- Published on
[Compiler] 09. Intermediate Code Generation - Three-Address Code and Type Checking
- Authors

- Name
- Youngju Kim
- @fjvbn20031
Intermediate Code Generation - Three-Address Code and Type Checking
Intermediate code generation is the phase that converts the syntax tree into a machine-independent Intermediate Representation (IR). This article covers the main IR formats, type checking, and control flow translation.
1. Syntax Tree Variants
Abstract Syntax Tree (AST)
An AST is a concise representation with unnecessary nodes removed from the parse tree.

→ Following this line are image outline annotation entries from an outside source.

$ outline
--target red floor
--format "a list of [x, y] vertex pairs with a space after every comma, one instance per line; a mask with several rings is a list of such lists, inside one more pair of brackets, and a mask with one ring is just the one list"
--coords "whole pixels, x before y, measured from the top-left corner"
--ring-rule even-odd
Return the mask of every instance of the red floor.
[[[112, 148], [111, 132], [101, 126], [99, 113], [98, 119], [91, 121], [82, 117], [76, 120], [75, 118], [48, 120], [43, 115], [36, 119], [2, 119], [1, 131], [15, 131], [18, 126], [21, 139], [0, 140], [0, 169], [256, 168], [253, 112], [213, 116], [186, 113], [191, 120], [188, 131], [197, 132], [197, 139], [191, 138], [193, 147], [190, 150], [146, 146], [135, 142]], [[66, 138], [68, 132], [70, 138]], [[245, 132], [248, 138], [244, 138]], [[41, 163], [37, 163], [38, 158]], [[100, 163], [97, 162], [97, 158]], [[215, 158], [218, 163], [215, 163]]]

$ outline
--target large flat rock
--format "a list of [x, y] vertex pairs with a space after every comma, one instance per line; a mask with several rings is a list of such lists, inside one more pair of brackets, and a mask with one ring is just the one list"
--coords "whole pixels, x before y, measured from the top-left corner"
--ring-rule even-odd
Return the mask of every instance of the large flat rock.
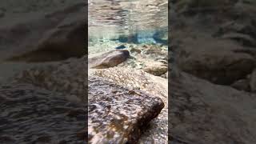
[[89, 143], [136, 143], [164, 107], [161, 98], [104, 78], [89, 78]]

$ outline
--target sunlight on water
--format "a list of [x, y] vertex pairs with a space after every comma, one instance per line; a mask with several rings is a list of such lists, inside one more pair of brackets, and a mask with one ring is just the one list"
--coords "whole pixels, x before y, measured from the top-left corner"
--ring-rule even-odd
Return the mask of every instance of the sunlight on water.
[[90, 41], [167, 40], [167, 0], [90, 0], [88, 16]]

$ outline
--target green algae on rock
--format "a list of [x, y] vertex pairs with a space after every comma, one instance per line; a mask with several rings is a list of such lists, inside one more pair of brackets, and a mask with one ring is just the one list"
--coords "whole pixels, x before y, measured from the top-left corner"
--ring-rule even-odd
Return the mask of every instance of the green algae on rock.
[[89, 143], [138, 142], [142, 129], [164, 107], [161, 98], [104, 78], [89, 78]]

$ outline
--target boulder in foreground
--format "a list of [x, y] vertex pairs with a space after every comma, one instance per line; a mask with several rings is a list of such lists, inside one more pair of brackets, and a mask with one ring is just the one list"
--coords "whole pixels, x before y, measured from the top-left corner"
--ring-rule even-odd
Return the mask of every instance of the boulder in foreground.
[[159, 98], [96, 77], [89, 79], [88, 93], [89, 143], [136, 143], [164, 107]]

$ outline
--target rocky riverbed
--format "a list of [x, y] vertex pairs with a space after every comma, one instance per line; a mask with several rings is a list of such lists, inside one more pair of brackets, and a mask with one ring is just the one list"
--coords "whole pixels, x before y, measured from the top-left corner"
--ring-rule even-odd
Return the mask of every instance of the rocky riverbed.
[[[104, 78], [129, 90], [142, 90], [155, 98], [161, 98], [165, 106], [158, 117], [144, 126], [138, 142], [167, 143], [167, 47], [161, 45], [128, 43], [120, 43], [119, 46], [121, 44], [125, 45], [124, 50], [114, 49], [97, 54], [95, 54], [97, 49], [91, 50], [93, 51], [89, 50], [92, 55], [89, 55], [89, 66], [91, 66], [89, 68], [89, 78], [94, 76]], [[102, 49], [105, 50], [103, 46]], [[149, 98], [150, 95], [147, 96]]]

// a + a * (b - c) + (b - c) * d
AST:
+
/ \
+ *
/ \ / \
a * - d
/ \ / \
a - b c
/ \
b c
Directed Acyclic Graph (DAG)
A DAG shares common subexpressions in the AST.
// a + a * (b - c) + (b - c) * d
DAG:
+
/ \
+ *
/ \ / \
a * | d
/ \|
a - <- (b-c) represented only once
/ \
b c
The advantages of a DAG are:
- Automatic common subexpression detection: Shares identical operations to prevent redundant computation.
- Memory savings: Reuses identical nodes.
DAG Construction Algorithm
Node createNode(String op, Node left, Node right) {
// Check if a node with the same operation and children already exists
Node existing = lookup(op, left, right);
if (existing != null) {
return existing; // Reuse existing node
}
Node node = new Node(op, left, right);
insert(op, left, right, node); // Register in hash table
return node;
}
2. Three-Address Code
Three-address code is the most widely used intermediate representation format. Each instruction has at most one operator and at most three addresses (operands and result).
Forms of Three-Address Code
Basic form: x = y op z
Main instruction types:
x = y op z // Binary operation
x = op y // Unary operation
x = y // Copy
goto L // Unconditional branch
if x relop y goto L // Conditional branch
param x // Parameter passing
call p, n // Function call (p: function, n: arg count)
return y // Function return
x = y[i] // Array access (index)
x[i] = y // Array assignment
x = &y // Address of
x = *y // Dereference
*x = y // Indirect assignment
Example: Three-Address Code Translation of an Expression
// Original code
a = b * -c + b * -c
// Three-address code (AST based)
t1 = minus c
t2 = b * t1
t3 = minus c
t4 = b * t3
t5 = t2 + t4
a = t5
// Three-address code (DAG based - optimized)
t1 = minus c
t2 = b * t1
t5 = t2 + t2
a = t5
3. Implementation of Three-Address Code
Quadruples
Composed of 4 fields: (op, arg1, arg2, result)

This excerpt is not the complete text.